Friday, August 5, 2011

The representation of St. Sebastian in the XXth and XXIst Centuries are clearly eons apart from those before the XIXth Century. The religio-spiritual content possesses only the faintest glimmer as most artists focused on the genitals--i.e., penis centered.


An icon, particularly a gay icon may be a larger-than-life image. Certainly, since his pre-Congregation canonization, St Sebastian's reputation grew to be larger-than-life! His popularity eclipsed most other Christian saints. A gay icon possesses an inherent glamour, a transcendent allure. In the case of St. Sebastian that may be seen to be the glamour of his familial position, his martyrdom and the appeal of his scantily clad figure. A gay icon exhibits strength through adversity. Sebastian qualifies! He knowingly returned to the Imperial Palace and confronted the Emperor. And, a gay icon may be androgynous, or possess an ambiguous sexuality. In a small number of images, the martyr-saint may be viewed as androgenous. However, the vast majority of images of St. Sebastian portray him clearly as a male from post adolescence through maturity, although, many of the images tend to display the martyr-saint below the age of twenty, although an equal number show the martyr-saint in full blown maturity.

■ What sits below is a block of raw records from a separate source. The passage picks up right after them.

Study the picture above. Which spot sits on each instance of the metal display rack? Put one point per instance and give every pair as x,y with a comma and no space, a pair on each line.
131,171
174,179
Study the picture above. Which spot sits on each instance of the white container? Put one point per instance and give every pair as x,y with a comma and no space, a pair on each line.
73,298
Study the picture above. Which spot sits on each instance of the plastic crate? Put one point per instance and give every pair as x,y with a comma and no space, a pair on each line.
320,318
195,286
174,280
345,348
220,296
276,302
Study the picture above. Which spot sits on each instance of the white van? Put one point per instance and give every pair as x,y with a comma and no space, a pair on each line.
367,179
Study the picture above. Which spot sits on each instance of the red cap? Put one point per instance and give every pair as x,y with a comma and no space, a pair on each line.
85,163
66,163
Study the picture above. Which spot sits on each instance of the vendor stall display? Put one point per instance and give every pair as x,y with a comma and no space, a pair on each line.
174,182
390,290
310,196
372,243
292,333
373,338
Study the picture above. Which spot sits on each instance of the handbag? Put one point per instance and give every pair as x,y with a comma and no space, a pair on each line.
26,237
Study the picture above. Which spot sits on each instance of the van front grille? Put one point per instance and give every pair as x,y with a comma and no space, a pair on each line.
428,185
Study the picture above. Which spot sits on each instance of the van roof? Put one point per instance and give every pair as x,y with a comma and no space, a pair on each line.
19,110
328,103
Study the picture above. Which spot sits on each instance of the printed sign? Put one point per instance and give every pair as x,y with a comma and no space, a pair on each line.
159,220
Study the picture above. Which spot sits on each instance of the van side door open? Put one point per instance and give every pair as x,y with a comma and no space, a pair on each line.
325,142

Women Artists and St. Sebastian



In the 1960s-1980s the "second wave" of feminism took firm hold in the United States. The 1990s saw what is termed as the "third wave." It is in the 1990s that women artists more frequently began to employ St. Sebastian as subject in their repertoire. But, this decade did not see the first representation of the martyr saint as subject. In the latter part of the XVIth Century, Lavinia Fontana (d. 1614) represented the saint coupled with Sts Cecelia (See: Figure 265). In the XVIth and XVIIth Centuries women had frequently painted the nude female. But, the representation of the nude or semi-nude male was rare due to the cultural admonition against women beholding a nude male. Yet, the representation of St. Sebastian by Lavinia Fontana was not only unusual, it was relatively unique. Like many of her male counterparts, she portrays the saint not only as an Apollonian ideal, but with a loin drape that is also rather erotic.